Light Italian bread with polish.

Notes

High gluten is required for this so autolyse measurements have been provided. The gluten surface is very important for this one because the dough is not shaped as to retain as much air as possible. Use plenty of folds during ferment. Simply build up the bottom surface of the dough, using olive oil during folds for easy release, and tip out onto surface when fermented, divide and proof on surface.
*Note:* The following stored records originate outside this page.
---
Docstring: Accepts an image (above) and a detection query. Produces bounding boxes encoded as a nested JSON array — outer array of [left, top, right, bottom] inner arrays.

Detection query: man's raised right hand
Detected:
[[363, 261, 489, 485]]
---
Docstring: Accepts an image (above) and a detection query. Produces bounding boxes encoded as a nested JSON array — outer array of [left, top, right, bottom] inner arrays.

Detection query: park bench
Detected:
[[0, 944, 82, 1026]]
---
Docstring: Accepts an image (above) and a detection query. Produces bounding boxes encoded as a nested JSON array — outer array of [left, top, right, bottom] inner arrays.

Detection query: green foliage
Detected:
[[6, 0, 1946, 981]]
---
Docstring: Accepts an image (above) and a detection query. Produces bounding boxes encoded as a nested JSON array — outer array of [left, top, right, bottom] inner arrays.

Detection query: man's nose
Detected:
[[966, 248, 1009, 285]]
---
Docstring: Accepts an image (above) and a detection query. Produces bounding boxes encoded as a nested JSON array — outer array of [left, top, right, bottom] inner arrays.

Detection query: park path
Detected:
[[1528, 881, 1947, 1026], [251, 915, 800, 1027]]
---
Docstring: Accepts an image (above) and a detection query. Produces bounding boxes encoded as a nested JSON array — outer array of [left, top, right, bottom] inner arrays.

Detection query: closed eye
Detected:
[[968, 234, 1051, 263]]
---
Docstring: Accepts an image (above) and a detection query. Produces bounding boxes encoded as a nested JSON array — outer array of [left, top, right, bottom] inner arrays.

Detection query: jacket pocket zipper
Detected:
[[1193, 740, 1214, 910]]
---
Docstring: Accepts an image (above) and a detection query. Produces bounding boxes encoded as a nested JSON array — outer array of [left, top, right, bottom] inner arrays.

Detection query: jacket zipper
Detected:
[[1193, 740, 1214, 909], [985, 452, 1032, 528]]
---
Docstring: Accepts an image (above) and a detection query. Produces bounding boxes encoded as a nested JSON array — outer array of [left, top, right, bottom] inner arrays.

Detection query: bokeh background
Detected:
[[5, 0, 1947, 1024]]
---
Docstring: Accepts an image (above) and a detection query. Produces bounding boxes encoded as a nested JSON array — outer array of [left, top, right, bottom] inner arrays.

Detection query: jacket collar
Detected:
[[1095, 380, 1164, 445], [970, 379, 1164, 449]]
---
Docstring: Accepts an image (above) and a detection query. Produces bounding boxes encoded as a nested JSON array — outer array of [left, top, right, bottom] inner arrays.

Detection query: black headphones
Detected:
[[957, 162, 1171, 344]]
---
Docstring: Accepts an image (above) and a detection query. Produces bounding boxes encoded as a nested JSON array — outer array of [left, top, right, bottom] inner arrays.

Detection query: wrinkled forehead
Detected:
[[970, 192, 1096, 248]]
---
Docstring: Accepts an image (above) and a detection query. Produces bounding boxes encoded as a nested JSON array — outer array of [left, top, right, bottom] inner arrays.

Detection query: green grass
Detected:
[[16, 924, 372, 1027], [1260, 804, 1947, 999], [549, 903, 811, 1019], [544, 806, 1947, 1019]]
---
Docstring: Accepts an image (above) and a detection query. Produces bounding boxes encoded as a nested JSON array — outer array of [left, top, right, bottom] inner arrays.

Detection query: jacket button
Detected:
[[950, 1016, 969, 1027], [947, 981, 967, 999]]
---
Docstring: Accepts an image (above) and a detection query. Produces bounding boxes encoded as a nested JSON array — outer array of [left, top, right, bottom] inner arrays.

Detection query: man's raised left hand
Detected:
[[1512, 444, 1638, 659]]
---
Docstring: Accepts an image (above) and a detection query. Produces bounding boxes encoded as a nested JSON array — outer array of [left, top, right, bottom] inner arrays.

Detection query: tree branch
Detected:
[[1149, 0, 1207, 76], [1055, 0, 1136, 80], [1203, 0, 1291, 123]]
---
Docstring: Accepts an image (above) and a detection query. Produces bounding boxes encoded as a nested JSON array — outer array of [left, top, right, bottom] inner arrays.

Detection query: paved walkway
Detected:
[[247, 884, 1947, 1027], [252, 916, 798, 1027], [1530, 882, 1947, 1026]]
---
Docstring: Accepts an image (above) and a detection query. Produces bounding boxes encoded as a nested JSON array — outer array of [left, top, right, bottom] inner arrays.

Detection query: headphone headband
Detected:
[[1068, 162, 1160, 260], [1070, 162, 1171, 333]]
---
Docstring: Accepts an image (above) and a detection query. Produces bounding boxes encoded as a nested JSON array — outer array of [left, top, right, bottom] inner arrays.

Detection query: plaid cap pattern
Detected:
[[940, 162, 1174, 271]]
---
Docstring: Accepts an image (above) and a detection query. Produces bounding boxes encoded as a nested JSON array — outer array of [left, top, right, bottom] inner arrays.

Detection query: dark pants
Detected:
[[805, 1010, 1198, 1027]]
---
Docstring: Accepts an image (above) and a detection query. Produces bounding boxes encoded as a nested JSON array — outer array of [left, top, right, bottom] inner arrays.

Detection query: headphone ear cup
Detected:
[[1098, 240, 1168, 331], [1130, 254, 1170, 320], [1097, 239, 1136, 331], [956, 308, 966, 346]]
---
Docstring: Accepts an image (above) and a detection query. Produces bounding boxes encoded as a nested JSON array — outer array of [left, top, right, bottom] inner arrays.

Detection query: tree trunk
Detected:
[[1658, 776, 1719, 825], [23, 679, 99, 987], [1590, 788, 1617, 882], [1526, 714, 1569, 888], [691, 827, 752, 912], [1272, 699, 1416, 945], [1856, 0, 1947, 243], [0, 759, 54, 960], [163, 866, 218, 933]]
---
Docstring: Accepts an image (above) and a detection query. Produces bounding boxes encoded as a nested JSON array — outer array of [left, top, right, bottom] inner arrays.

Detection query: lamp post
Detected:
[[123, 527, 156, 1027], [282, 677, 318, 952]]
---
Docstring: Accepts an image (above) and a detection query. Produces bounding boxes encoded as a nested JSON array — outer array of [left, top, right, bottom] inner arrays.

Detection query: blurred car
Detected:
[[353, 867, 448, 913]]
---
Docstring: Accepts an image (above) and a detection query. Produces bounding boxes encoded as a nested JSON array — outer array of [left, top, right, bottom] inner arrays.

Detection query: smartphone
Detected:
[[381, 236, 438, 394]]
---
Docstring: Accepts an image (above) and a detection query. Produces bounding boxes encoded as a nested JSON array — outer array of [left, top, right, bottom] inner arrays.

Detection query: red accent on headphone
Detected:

Classically, the polish (also known as "poolish" or "Vienna bread") was baked using only a preferment for leavening although now it is common to use yeast in addition to the preferment. This can be done and at any level up to a maximum of an additional 1.5%. Pre-ferment should be mixed in advance (temp from mixer 25°) and rested for 3h minimum (at 25°) or 16h minimum refrigerated (at 4°). The polish here is 69% hydration and makes up 15% of the flour weight. It is taken from Raymond Calvel's "Taste of Bread". The polish alone can be found on this site for reference.

Ingredients

Bakers % 500g total 1kg total 2kg total 3kg total 4kg total
Polish Flour 15% 42 84 169 253 337
Polish Water 10.35% 29 58 116 174 233
Polish Salt 0.3% 0.84 1.69 3.37 5 7
Polish Yeast 0.15% 0.42 0.84 1.69 2.53 3.37
White Flour 85% 239 478 955 1433 1910
Autolyse Water 50% 140 281 562 843 1124
Water 17.65% 50 99 198 297 397
Salt 1.7% 5 10 19 29 38

Percentage total: 178%
Values have been rounded where the error would not be significant (p < 0.05).